Re: [PATCH v4 2/3] mm: swap: mTHP allocate swap entries from nonfull list
From: Chris Li
Date: Fri Jul 26 2024 - 00:51:15 EST
On Thu, Jul 25, 2024 at 7:07 PM Huang, Ying <ying.huang@xxxxxxxxx> wrote:
> > If the freeing of swap entry is random distribution. You need 16
> > continuous swap entries free at the same time at aligned 16 base
> > locations. The total number of order 4 free swap space add up together
> > is much lower than the order 0 allocatable swap space.
> > If having one entry free is 50% probability(swapfile half full), then
> > having 16 swap entries is continually free is (0.5) EXP 16 = 1.5 E-5.
> > If the swapfile is 80% full, that number drops to 6.5 E -12.
>
> This depends on workloads. Quite some workloads will show some degree
> of spatial locality. For a workload with no spatial locality at all as
> above, mTHP may be not a good choice at the first place.
The fragmentation comes from the order 0 entry not from the mTHP. mTHP
have their own valid usage case, and should be separate from how you
use the order 0 entry. That is why I consider this kind of strategy
only works on the lucky case. I would much prefer the strategy that
can guarantee work not depend on luck.
> >> - Order-4 pages need to be swapped out, but no enough order-4 non-full
> >> clusters available.
> >
> > Exactly.
> >
> >>
> >> So, we need a way to migrate non-full clusters among orders to adjust to
> >> the various situations automatically.
> >
> > There is no easy way to migrate swap entries to different locations.
> > That is why I like to have discontiguous swap entries allocation for
> > mTHP.
>
> We suggest to migrate non-full swap clsuters among different lists, not
> swap entries.
Then you have the down side of reducing the number of total high order
clusters. By chance it is much easier to fragment the cluster than
anti-fragment a cluster. The orders of clusters have a natural
tendency to move down rather than move up, given long enough time of
random access. It will likely run out of high order clusters in the
long run if we don't have any separation of orders.
> >> But yes, data is needed for any performance related change.
>
> BTW: I think non-full cluster isn't a good name. Partial cluster is
> much better and follows the same convention as partial slab.
I am not opposed to it. The only reason I hold off on the rename is
because there are patches from Kairui I am testing depending on it.

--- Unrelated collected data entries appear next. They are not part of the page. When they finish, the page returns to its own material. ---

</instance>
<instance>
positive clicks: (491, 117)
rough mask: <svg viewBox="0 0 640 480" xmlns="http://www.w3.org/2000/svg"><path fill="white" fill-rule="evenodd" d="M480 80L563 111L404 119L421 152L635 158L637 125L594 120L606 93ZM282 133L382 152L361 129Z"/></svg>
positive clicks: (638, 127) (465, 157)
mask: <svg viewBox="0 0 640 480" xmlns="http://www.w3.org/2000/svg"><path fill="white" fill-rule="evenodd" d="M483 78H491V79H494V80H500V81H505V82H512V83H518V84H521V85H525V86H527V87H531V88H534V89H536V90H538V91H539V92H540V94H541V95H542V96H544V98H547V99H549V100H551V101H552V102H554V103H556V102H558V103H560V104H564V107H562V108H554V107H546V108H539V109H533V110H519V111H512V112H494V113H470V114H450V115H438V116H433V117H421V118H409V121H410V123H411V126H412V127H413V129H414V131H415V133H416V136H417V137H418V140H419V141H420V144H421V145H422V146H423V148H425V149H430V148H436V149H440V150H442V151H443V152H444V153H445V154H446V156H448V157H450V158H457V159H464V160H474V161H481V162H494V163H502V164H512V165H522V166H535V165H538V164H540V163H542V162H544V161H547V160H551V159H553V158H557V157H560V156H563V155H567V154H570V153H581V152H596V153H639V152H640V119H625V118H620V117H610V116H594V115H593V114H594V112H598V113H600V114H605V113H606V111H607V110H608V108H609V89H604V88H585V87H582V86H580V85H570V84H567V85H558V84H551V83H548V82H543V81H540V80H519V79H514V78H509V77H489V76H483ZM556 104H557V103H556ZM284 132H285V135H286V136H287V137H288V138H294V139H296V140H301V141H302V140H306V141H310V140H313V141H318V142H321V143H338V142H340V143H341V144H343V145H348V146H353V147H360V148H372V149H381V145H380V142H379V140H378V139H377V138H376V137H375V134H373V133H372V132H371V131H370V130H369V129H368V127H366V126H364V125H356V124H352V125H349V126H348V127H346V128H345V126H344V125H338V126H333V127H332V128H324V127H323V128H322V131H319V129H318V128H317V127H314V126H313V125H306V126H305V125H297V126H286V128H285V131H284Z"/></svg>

Let's finish up the V5 patch with the swap cache reclaim code path
then do the renaming as one batch job. We actually have more than one
list that has the clusters partially full. It helps reduce the repeat
scan of the cluster that is not full but also not able to allocate
swap entries for this order. Just the name of one of them as
"partial" is not precise either. Because the other lists are also
partially full. We'd better give them precise meaning systematically.
Chris